I plan, for as long as this newsletter lives, to make the last post of every year a 100-word (or less) summary of each post published earlier that year. Thanks for reading!
In chronological order:
1: A history of grades
Jack Schneider and Ethan Hutt explain that grading is complicated because grades serve (at least) two functions: internal communication (e.g., from a teacher to a student) and external communication (e.g., from an undergraduate program to a graduate program). As schooling expanded, administrators sought standardization for managerial purposes, but the meaning of letter grades remains unclear today. Traditional grading is also controversial from a pedagogical perspective; many intuitively believe that grades are necessary for motivating students, but others point to their “destructive effects” on learning.
2: Off the Mark (review)
Schneider and Hutt also wrote a book, Off the Mark, that proposes improvements to grading practices. In this post, I described five: provide grade-less feedback, create digital portfolios, foster intrinsic motivation (more on that in a later post), use common performance tasks, and make grades overwritable. I’ve experimented with grade-less feedback, but I haven’t reached any definitive conclusions. The other improvements are generally harder to implement but no less interesting.
3: Why pseudocode?
Algorithms courses often use pseudocode, which might seem weird: its syntax is ambiguous, it doesn’t actually run, and array indices typically start at 1. So why am I a fan? First, it’s more widely accessible. For example, anyone with some programming experience understands “for i = 0, 1, …, 9”, but they might not understand the Python equivalent “for i in range(10)”. But more importantly, pseudocode can communicate the ideas behind an algorithm without the syntactical clutter that accompanies many programming languages.
4: Learning about learning
In a 2024 article, Neil Brown, Felienne Hermans, and Lauren Margulieux explain how humans learn and some implications for education. For example, teachers should reduce “extraneous load,” or anything that’s not inherently necessary to whatever’s being learned. (I think writing in pseudocode is a good example.) Memorization enables experts to “free up their cognition,” and unsurprisingly, cramming is not the best way to study. Improvements in spatial skills seem to improve overall cognition, which has “caused much consternation” since transfer is so rare. Finally, peers can be better teachers than experts.

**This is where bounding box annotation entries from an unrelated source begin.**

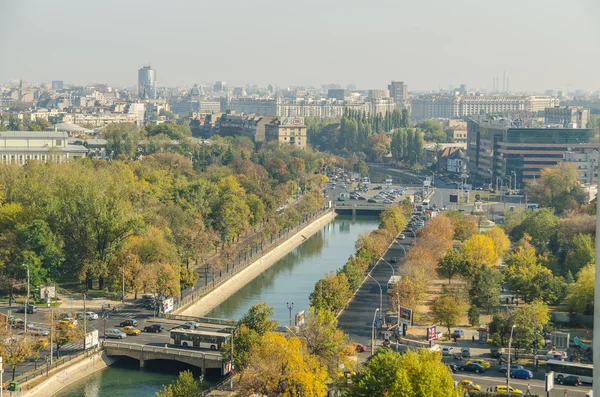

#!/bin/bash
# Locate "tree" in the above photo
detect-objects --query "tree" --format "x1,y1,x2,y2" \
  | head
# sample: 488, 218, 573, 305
349, 348, 460, 397
309, 272, 352, 311
527, 162, 586, 214
467, 305, 479, 327
460, 234, 498, 266
484, 226, 510, 261
437, 249, 465, 284
239, 333, 328, 397
156, 371, 202, 397
431, 295, 465, 333
565, 234, 596, 274
297, 309, 353, 378
471, 266, 504, 314
0, 335, 33, 380
567, 263, 596, 314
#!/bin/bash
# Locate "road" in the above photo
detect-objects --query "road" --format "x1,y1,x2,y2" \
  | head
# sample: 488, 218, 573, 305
0, 301, 212, 380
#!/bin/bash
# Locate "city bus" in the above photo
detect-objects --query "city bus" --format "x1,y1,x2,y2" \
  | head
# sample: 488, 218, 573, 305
169, 329, 231, 350
546, 360, 594, 384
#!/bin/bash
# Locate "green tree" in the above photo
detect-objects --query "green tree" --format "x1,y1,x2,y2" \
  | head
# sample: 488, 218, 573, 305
431, 295, 465, 333
471, 266, 504, 314
565, 234, 596, 274
156, 371, 202, 397
527, 162, 586, 214
437, 249, 465, 284
567, 263, 596, 314
467, 305, 479, 327
349, 348, 460, 397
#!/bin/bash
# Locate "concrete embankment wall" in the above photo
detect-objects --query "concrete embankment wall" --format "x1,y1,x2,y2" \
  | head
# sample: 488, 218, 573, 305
179, 211, 336, 317
20, 352, 118, 397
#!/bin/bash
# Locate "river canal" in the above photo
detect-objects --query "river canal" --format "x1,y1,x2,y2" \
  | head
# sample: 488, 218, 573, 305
56, 215, 378, 397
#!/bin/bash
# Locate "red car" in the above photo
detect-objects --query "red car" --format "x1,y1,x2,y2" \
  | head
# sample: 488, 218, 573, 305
356, 343, 367, 353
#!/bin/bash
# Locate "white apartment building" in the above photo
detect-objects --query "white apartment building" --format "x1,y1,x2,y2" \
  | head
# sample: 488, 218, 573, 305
0, 131, 88, 165
411, 95, 560, 120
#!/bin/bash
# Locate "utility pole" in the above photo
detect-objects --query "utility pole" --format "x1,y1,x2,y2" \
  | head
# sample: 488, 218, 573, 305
23, 264, 29, 335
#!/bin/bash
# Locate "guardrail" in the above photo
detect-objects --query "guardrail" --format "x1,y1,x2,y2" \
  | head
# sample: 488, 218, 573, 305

5: Is live coding worth it?
An ICER 2023 paper compared two approaches to lecturing in CS1. In particular, the experiment involved two groups: in the “static-code” group, the instructor used pre-written code examples, and in the “live-coding” group, the instructor wrote code live in an IDE. The outcomes were largely the same (e.g., the groups had similar course performances), except “students in the live-coding group were more likely to disagree that lectures held attention or facilitated note taking.” My hunch is that a combination of the two approaches yields the best of both worlds.
6: Taking photos impairs memory
As described in a previous post, memorization is helpful for solving new problems. If you’re trying to memorize the details of a painting, it’s plausible that the act of taking a photo would help because you’d have to focus your attention on the painting. However, the “photo-taking-impairment effect” states that the opposite is true, i.e., subjects in this paper who took photos of a painting did worse on a memory test than subjects who only observed the painting. The authors, Julia S. Soares and Benjamin C. Storm, cite “attentional disengagement” and “cognitive offloading” as the two major theoretical accounts.
7: The Widening Gap
An ICER 2024 paper suggests that Generative Artificial Intelligence (GenAI) tools help some students while hindering the progress of others. The immediate problem is that GenAI can give misleading (or even incorrect) suggestions, but other problems are more insidious. One student “struggled to fix basic errors,” so even though they produced a correct solution (with substantial help from GenAI), the authors believe that the student was “conceptually behind in the course material but unaware of it due to a false sense of confidence.” The authors end by suggesting a few “novice-friendly” GenAI tools.
8: Increasing intrinsic motivation
It often feels like we’d solve many challenges in education by increasing students’ intrinsic motivation; Ayelet Fishbach and Kaitlin Woolley propose a few strategies. First, let students pick an activity that they enjoy (e.g., allow a variety of possible course projects). Second, provide immediate benefits that accompany the activity (e.g., snacks and music in a math class). Finally, direct students’ attention to the immediate, positive experience of an activity (e.g., aha moments). It’s corny, but at the end of the day, I think learning should be fun!